Well I’d laugh, but being a former youth worker, a member of a group ranked in terms of happiness/job satisfaction 223rd out of 274, I’ll be steadfastly glum and miserable, even wretched! But to be honest I can’t keep up the pretence. I’m on the edge of an unbecoming show of mirth tinged with anger. Where to start? The Cabinet Office’s naivete? The vacuous notion of well-being?The idea that happiness is objectively measurable? The stupidity of such surveys? Or even a sense of it’s no wonder youth workers are pissed off, given the assault on both young people and the distinctive way through which we seek to engage with them. It’s coming to something when it is alleged we experience less job satisfaction than folk forced to fill supermarket shelves.
Vicar, Publican or indeed Youth worker – which jobs make you happy?
The report claims:
The government thinks people should have access to information on the relationship between the salary and the satisfaction associated with a career – part of the prime minister’s commitment to find policies that boost the well-being of the nation.
The Cabinet Office is working on a web-based calculator that will allow those torn between two career paths to compare the average salaries and life-satisfaction associated with each.

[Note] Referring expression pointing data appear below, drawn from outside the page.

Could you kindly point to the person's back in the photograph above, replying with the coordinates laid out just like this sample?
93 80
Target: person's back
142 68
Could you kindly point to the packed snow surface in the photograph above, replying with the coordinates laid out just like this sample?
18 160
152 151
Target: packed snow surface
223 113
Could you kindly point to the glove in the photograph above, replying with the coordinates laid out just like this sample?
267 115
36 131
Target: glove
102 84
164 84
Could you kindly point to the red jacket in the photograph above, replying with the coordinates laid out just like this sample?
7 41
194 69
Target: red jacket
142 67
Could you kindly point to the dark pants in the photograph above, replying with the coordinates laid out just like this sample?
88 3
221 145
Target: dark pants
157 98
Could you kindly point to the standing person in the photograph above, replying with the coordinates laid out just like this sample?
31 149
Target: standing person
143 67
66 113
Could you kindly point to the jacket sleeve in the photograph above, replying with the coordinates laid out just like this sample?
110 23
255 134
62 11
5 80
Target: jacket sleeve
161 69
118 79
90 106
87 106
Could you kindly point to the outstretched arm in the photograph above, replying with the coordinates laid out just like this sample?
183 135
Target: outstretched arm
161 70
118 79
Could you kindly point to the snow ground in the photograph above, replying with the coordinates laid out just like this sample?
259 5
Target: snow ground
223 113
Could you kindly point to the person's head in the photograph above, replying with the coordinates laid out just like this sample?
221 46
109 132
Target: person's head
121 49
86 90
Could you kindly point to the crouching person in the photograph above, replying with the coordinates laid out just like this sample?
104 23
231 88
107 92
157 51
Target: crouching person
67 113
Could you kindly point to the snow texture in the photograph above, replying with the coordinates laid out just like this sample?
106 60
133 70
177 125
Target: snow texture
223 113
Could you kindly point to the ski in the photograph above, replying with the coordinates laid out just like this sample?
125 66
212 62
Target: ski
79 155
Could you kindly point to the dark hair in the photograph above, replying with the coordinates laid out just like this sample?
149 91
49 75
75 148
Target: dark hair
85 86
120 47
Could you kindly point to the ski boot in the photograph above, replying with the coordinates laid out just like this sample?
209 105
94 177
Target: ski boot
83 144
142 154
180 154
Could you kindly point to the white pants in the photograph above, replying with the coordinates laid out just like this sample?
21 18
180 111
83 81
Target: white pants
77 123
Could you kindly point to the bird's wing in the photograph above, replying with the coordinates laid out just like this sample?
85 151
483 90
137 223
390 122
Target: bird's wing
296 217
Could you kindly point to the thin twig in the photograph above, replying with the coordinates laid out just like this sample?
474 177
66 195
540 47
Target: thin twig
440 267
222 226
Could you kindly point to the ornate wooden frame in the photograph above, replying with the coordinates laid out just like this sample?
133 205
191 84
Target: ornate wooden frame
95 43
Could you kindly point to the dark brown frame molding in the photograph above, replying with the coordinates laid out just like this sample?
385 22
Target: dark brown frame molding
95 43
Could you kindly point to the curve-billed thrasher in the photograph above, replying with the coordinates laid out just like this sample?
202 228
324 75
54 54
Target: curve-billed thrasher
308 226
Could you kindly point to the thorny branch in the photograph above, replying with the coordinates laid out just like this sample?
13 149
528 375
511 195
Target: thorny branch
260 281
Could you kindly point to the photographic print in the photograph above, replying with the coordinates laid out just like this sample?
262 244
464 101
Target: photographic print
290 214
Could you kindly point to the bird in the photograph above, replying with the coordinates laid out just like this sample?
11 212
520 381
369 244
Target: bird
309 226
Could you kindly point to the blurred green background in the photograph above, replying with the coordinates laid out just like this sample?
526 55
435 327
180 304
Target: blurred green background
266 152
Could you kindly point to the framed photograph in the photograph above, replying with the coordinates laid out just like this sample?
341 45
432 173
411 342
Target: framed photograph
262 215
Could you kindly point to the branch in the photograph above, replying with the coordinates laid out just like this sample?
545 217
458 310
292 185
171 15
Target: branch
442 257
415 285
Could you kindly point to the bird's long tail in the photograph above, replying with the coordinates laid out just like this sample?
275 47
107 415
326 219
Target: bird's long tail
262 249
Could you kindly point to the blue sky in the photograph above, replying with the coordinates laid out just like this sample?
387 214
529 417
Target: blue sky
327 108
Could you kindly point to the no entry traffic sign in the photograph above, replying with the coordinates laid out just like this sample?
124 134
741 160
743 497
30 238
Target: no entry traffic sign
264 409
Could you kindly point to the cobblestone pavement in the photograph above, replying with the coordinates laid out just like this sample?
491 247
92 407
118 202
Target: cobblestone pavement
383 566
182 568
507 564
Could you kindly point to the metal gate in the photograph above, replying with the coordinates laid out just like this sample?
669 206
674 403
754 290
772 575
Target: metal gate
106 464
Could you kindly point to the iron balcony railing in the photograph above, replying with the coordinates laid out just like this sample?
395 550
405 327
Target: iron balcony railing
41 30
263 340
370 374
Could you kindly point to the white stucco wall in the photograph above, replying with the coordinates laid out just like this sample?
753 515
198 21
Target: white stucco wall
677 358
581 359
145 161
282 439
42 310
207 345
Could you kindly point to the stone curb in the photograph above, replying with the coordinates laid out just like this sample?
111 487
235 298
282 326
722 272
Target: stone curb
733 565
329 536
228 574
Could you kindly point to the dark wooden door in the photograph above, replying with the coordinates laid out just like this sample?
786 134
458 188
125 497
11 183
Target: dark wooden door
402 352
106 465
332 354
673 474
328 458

Ah, but perhaps the survey’s decision to place youth workers so low down the league table of job satisfaction is part of a plan to diminish further their status and significance. After all who would want to do a job with such little going for it?

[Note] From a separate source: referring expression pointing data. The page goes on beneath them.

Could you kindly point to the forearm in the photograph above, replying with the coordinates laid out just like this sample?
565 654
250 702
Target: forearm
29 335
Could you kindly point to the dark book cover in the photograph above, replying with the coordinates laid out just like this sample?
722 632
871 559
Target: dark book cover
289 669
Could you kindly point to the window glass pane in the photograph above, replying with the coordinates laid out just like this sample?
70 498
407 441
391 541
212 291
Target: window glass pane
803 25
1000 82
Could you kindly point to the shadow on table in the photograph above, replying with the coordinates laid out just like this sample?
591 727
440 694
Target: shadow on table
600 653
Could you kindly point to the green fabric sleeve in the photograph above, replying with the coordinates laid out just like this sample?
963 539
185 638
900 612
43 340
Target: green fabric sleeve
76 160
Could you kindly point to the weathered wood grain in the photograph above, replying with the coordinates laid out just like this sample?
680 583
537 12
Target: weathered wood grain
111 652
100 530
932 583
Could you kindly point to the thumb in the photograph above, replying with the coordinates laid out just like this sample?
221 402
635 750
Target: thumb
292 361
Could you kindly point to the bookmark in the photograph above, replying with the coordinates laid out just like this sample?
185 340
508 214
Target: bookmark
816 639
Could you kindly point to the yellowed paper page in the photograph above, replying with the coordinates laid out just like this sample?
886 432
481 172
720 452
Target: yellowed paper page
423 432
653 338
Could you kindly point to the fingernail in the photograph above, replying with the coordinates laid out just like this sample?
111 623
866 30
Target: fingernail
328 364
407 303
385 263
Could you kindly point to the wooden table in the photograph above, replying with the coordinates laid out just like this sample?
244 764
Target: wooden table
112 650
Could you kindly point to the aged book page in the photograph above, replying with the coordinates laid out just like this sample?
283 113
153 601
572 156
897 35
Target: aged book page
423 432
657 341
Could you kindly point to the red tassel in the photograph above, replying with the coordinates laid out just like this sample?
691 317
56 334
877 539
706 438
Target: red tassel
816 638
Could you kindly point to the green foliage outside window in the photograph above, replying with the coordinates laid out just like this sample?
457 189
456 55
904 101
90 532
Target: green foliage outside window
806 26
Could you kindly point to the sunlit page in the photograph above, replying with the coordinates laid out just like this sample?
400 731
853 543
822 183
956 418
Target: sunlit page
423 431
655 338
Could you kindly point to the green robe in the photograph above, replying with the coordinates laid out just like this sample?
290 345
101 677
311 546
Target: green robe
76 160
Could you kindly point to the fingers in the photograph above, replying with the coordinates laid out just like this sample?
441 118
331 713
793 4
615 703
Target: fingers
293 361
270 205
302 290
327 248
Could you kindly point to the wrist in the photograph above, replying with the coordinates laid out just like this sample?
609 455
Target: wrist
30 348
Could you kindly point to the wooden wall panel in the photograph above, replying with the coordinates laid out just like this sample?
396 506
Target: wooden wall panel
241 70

Thanks to Peter Hart and Fin Cullen for the link.
I know I’m late in commenting on this but am puzzling over it again. If I understand it correctly, the survey does not suggest that youth and community workers have low JOB satisfaction. Rather it simply correlates people’s jobs and incomes with average levels of LIFE satisfaction or so-called well-being. It could be that youth and community workers have low levels of well-being because we often have low incomes and insecure conditions, but workers were not asked whether they like or dislike the work itself.
In my own research one of the key findings is that volunteer and part-time youth workers not only like but actually love their work. Without prompting, they very frequently use words like love, passion and enjoyment in interviews. It doesn’t mean they love everything about the role (and they tend to be particularly critical of target cultures and anything that seems pointless and takes them away from working with young people) or that the work is not stressful, but their emphasis on enjoyment seems to counter the idea that money is what matters. As a youth worker myself this resonates with me, even though I hadn’t thought about it much before doing the interviews. It’s not unproblematic, but I still think it’s pretty hopeful and encouraging. I shared some thoughts / findings on this in Youth and Policy a while back if anyone wants to read it:
http://www.youthandpolicy.org/tania-de-st-croix-i-just-love-youth-work-emotional-labour-passion-and-resistance/
I’m currently writing a new version based on a larger number of interviews, which is why I came across this article again. Thanks Tony!